Ce comportement instinctif pourvoyeur d’une chaîne de délits et crimes c’est vu restreint par la loi, dont la maitrise est devenue un acte de civilité.

 

La loi de la  thora d’abord, connu sous le Viel adage œil pour œil dent pour dent, signifiant déjà que l’on ne pouvait pas faire à son agresseur plus que ce qu’il avait fait, exit donc la mort pour qui ne l’a pas donné, et la mort pour celui qui l’a donné fabrique d’autres meurtriers.

 

Dans les temps qui suivirent ce sont installé les supplices,  les mises à mort ou bannissement, et la prison n’était qu’un lieu d’attente de son sort.

Les punitions barbares n’avais parfois plus de lien de causes à effets pour ne répondre qu’à un comportement émotionnel lié aux valeurs sociales des différentes époques, dont souvent l’exécution publique était aussi apprécié, que le sont aujourd’hui nos storystelling de criminels, par exemple au XV siècle l’infanticide d’un enfant était autorisé, un deuxième valait le bucher.

 

Ce n’est qu’a partir du 19 siècle que la prison et les  dédommagements, deviennent essentiellement les moyens punitifs, auxquels se substituent aujourd’hui des peines de remplacement en fonction des dangerosités observées, car la fonction sociale de la prison n’a pas apporté toutes ses preuves, et ne peut se suffire.

 

Nous voyons donc qu’au fil du temps nos désirs de vengeance ce sont trouvés socialisés en excluant toute barbarie punitive.
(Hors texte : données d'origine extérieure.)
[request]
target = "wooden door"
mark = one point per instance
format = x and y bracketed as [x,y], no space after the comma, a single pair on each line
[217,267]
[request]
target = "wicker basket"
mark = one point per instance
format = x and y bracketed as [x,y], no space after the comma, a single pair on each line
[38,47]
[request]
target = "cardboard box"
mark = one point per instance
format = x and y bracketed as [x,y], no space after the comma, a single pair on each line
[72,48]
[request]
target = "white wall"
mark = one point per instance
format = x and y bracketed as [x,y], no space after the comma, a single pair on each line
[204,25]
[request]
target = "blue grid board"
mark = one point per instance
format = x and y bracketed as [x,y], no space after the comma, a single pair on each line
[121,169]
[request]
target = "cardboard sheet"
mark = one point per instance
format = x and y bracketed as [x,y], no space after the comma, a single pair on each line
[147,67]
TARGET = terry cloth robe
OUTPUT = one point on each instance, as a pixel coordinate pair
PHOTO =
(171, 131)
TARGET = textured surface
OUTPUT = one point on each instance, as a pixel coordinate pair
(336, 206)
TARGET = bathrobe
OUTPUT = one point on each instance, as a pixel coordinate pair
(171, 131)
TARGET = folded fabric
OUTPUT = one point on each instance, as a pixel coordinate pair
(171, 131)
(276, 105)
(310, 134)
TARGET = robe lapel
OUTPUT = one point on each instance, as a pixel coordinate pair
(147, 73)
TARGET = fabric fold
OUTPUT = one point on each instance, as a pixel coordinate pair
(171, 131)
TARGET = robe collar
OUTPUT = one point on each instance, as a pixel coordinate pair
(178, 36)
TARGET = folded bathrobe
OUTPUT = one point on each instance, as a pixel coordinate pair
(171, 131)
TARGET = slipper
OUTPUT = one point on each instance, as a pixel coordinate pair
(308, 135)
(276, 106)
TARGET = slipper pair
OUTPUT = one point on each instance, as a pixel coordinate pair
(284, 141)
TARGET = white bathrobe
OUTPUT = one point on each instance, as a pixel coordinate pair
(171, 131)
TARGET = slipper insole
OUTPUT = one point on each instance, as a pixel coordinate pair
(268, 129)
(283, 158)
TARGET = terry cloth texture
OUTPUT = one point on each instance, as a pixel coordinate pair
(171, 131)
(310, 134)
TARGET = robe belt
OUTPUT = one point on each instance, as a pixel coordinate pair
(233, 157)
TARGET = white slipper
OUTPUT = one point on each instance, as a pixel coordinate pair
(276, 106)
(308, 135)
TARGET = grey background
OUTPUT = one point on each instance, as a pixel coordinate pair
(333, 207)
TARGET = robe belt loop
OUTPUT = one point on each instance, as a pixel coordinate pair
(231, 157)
Il a été organisé par la loi, donc transféré à l’état en dehors des passions et des émotions des victimes ainsi que de la vindicte populaire, pour répondre à plusieurs préoccupations dans le droit fil des droits de l’homme, et constitue incontestablement un acte de civilisation, car ils couvrent autant l’agressé que l’agresseur.

 

Or le cas d’espèce de Laetitia déplace le problème de la vengeance, car à la victime décédée se substitue la partie civile ou le parquet, et nous entrons dans le domaine de la suggestion compassionnelle, emphatique, égoïste ou des poursuites légales.

 

Si cela n’enlève pas aux proches la souffrance collatérale au crime ou délit, elles n’en sont pas les victimes.
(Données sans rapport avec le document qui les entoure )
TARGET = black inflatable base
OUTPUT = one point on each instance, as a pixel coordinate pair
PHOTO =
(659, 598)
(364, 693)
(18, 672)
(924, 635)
Cette distinction s’éclipse de plus en plus et dans trois phénomènes nous voyons mêmes les parties civiles se substituer aux victimes pour réclamer la vengeance en leur nom, et parfois même bien qu'éloigné des faits, elles réclament en fait en leur nom et propre histoire ce qu’elles attribuent aux victimes.

C’est le cas dans les crimes des victimes de la shoah, ceux touchant, les crimes sexuels et les crimes contre des policiers. Nous avons là trois évolutions de valeurs sociales du crime.
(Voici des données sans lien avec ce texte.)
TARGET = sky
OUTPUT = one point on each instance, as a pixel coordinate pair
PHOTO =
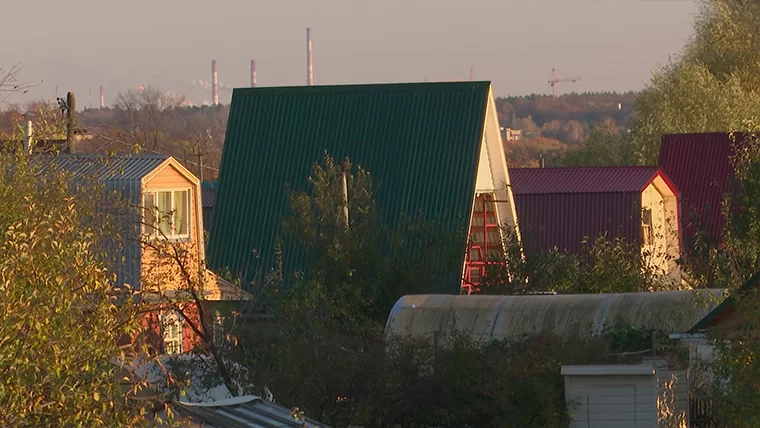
(613, 45)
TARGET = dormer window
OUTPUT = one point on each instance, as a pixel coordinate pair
(647, 234)
(167, 213)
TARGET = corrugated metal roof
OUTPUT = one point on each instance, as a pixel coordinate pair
(581, 180)
(700, 167)
(208, 197)
(123, 174)
(564, 220)
(420, 142)
(246, 412)
(110, 168)
(592, 201)
(485, 318)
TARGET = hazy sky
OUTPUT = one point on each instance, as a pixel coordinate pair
(611, 44)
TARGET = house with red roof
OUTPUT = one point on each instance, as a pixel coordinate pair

Nous nous détachons donc du fait pour juger les émotions qu’ils suscitent en fonction de la barbarie qui les accompagne ou de leur poids politique.

 

Pour ne pas douté de l’évolution de la valeur sociale du crime il suffit de se souvenir que les avorteuses étaient chassées comme des sorcières et qu’il existait une brigade spécialisé.

L’IVG a mis fin à ce crime, tout comme le fera une loi sur l’euthanasie, distinguer ce que nous jugeons acceptable ne peut se faire sans émotions, et nous oblige à disposer de gardes fous pour se protéger d’elles.

 Alors cela devrait inciter ceux qui expriment leur compassion ou leur empathie à conserver une certaine distance avec un événement aux valeurs fluctuantes particulièrement quand il s’agit d’ôter la vie.

 

Nous sélectionnons les bons des mauvais morts qu’en fonction d’appréciations arbitraires développées par nos sociétés.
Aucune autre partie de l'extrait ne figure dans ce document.